その中で当店としての安全基準というのを明確にしなければならないのですが、その前に、すでにご存じの方も多いかと思いますが、簡単にお茶の放射能暫定基準値いついてのお話を少し。

国が定めた、お茶の放射性物質の暫定基準値は1kgあたり500ミリシーベルト。これはお米と同じ基準で、とにかく農作物の中でお米やお茶など、というくくりでまとめられたため、お茶もお米も同じ基準になりましたお茶業界の人たちからは、お茶は一回に2~3gしか使わない。

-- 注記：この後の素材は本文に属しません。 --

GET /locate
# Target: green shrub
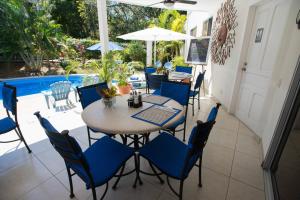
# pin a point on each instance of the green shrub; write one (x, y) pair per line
(135, 51)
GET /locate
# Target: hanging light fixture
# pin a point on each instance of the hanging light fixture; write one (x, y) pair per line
(169, 3)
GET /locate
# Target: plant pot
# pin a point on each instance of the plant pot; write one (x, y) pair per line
(109, 102)
(124, 89)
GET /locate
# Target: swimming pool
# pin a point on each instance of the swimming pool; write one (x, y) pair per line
(34, 85)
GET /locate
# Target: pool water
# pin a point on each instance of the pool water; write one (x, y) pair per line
(34, 85)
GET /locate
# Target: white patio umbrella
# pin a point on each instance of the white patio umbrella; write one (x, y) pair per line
(155, 34)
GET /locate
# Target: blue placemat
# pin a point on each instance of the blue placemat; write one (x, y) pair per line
(157, 115)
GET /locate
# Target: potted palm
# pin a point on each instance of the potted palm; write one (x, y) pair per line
(124, 73)
(108, 96)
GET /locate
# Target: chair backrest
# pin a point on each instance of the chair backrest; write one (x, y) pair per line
(158, 64)
(149, 70)
(154, 80)
(185, 69)
(89, 94)
(198, 139)
(9, 95)
(68, 148)
(168, 65)
(60, 90)
(177, 91)
(199, 80)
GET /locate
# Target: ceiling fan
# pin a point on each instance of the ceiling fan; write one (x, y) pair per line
(170, 3)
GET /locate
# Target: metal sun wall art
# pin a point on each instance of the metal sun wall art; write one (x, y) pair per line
(223, 37)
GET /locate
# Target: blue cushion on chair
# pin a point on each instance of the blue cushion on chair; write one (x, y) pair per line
(180, 121)
(193, 93)
(105, 157)
(6, 125)
(167, 153)
(213, 114)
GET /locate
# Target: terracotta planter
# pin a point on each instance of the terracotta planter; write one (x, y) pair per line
(124, 89)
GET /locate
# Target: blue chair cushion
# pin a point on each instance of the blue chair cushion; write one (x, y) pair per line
(6, 125)
(167, 153)
(180, 121)
(156, 92)
(193, 93)
(9, 98)
(213, 114)
(105, 157)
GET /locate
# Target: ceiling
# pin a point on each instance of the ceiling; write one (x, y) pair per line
(202, 5)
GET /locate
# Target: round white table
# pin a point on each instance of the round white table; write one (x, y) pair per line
(180, 76)
(118, 120)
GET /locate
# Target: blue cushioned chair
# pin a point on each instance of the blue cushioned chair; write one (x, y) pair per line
(168, 65)
(158, 64)
(148, 70)
(87, 95)
(185, 69)
(9, 123)
(196, 91)
(177, 159)
(154, 82)
(95, 166)
(179, 92)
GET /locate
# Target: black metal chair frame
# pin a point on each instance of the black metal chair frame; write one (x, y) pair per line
(186, 110)
(14, 113)
(197, 98)
(84, 165)
(199, 165)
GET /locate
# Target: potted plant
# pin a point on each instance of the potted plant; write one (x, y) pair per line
(108, 96)
(124, 72)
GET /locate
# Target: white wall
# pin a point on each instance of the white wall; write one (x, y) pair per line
(225, 78)
(196, 19)
(282, 75)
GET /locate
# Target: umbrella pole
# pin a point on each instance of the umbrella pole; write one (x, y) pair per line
(154, 52)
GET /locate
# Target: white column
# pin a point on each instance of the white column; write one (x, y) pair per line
(149, 53)
(103, 27)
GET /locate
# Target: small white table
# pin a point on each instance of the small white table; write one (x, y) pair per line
(118, 120)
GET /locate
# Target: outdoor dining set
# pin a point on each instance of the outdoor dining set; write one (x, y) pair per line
(163, 109)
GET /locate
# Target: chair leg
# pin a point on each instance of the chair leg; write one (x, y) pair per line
(119, 177)
(22, 138)
(183, 139)
(193, 105)
(180, 189)
(137, 169)
(71, 183)
(94, 193)
(156, 174)
(89, 135)
(200, 172)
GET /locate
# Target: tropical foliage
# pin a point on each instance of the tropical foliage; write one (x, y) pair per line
(173, 20)
(57, 33)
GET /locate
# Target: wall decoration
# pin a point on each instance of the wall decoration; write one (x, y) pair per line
(298, 19)
(223, 37)
(259, 34)
(193, 31)
(206, 28)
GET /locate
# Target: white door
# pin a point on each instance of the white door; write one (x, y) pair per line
(266, 34)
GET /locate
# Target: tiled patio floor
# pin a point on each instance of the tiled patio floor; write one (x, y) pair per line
(231, 163)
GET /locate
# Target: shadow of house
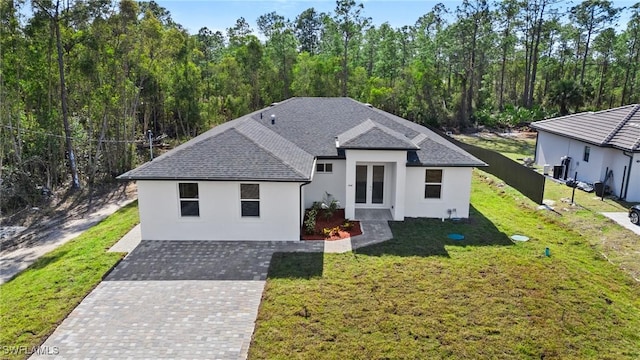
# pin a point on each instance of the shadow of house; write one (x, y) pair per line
(296, 265)
(428, 237)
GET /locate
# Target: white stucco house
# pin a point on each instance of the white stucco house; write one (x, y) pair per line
(599, 146)
(252, 178)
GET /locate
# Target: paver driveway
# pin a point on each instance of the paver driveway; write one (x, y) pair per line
(173, 299)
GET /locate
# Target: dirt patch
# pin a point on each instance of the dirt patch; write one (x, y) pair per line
(64, 210)
(333, 228)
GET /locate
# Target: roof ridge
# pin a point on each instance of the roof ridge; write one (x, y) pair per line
(622, 123)
(263, 129)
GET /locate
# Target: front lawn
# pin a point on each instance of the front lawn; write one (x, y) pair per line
(35, 302)
(424, 296)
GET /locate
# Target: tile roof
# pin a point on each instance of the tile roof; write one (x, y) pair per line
(618, 127)
(254, 148)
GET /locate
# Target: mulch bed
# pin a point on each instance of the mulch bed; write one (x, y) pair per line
(336, 220)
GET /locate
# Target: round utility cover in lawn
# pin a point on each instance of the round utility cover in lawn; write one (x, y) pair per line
(519, 238)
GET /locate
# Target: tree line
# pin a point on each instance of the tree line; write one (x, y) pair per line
(83, 83)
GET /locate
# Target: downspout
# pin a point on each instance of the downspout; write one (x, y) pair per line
(301, 212)
(535, 151)
(626, 187)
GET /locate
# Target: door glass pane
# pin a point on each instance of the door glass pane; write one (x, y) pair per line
(361, 184)
(377, 191)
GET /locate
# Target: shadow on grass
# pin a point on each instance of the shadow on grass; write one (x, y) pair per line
(41, 263)
(428, 237)
(296, 265)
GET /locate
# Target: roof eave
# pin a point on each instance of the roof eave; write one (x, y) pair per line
(378, 148)
(169, 178)
(572, 137)
(446, 165)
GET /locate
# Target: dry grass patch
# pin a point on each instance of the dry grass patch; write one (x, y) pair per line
(35, 301)
(421, 295)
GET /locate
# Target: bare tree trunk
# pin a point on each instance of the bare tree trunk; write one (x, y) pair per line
(63, 99)
(345, 70)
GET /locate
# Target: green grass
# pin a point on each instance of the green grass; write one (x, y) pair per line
(35, 302)
(607, 238)
(423, 296)
(513, 148)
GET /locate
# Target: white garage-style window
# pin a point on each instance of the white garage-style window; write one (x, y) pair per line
(189, 203)
(324, 167)
(433, 184)
(250, 200)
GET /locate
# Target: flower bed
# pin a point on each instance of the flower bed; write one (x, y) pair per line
(335, 227)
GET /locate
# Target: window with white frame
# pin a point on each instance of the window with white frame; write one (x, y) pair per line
(189, 203)
(324, 167)
(433, 184)
(250, 200)
(587, 152)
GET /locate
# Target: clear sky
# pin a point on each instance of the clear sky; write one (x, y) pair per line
(222, 14)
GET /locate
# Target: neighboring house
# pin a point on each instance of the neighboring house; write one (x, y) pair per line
(253, 177)
(599, 146)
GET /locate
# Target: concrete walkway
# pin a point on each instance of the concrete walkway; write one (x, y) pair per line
(183, 299)
(14, 260)
(160, 320)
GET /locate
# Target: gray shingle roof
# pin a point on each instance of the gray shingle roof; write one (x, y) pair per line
(246, 151)
(369, 135)
(252, 148)
(618, 127)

しかも直接口に入れるのでは無く、抽出液を飲むだけで、すべてを摂取するわけではないのに、一回にお茶の何十倍も直接食べるお米と同じ基準なのはおかしい!というのが素直な感情らしい。
この基準値がどういう根拠で出て、どれくらい真摯に出された数値かは私にはわかりませんので、この数値に対して私は特別な意見を持ってはいません。

ただ、私の判断で「安全」と思うお茶を皆様にお届けしなければなりません。
もちろん、被害に受けていないものが良いに決まっていますが、わずかでも放射性物質の影響を受けたお茶を排除する、では日本のお茶業界が崩壊してしまうし、実生活において影響のほとんど無いに等しいお茶を無駄に廃棄するような事も心が痛い。

かといって国の基準が正しいかどうかを判断する材料を私は持ち合わせていない、ので何とかくれはの基準を決めなければいけないとは思います。

そこで、とりあえず国の暫定基準値である1kgあたり500ミリシーベルト、という数字の半分、1kgあたり250ミリシーベルトを下回ったものに関しては多少の数値のブレや国の考え方に変化があっても問題ないだろう、と判断して、安全なものとして皆様にご紹介しようと思っています。

お茶の放射性物質に関する安全性の事、お茶をお湯に注いで、どの程度がお湯に溶けて体内に入るのか?などの詳しい情報は、下記に記されています。ご参考までに。

http://www.maff.go.jp/j/press/seisan/ryutu/110805_1.html

これによると、お茶(緑茶)を濃いめに入れて飲んだ場合、実際に飲むお茶に含まれる放射性物質は、約50分の1程度になるだろうとの事です。
詳しくは上記記載の農水省HPをよく読まれる事をおすすめします。

最後に。
静岡にある無農薬栽培の国産紅茶の生産者、「水車村紅茶」の臼井さんは、非常に正直に、真摯にご自分のお茶の検査結果をお客様に報告され、国の基準等も解説され、そのうえで「それが安全かどうかはお客様皆様で判断されてください」とおっしゃっています。
非常に明快で真っ向な姿勢に敬意を表します。

一刻も早い事態の収拾が済み、全国の第一次産業の皆様が胸をはって自身の仕事に誇りを持てる日が来るよう、祈らずにはいられません。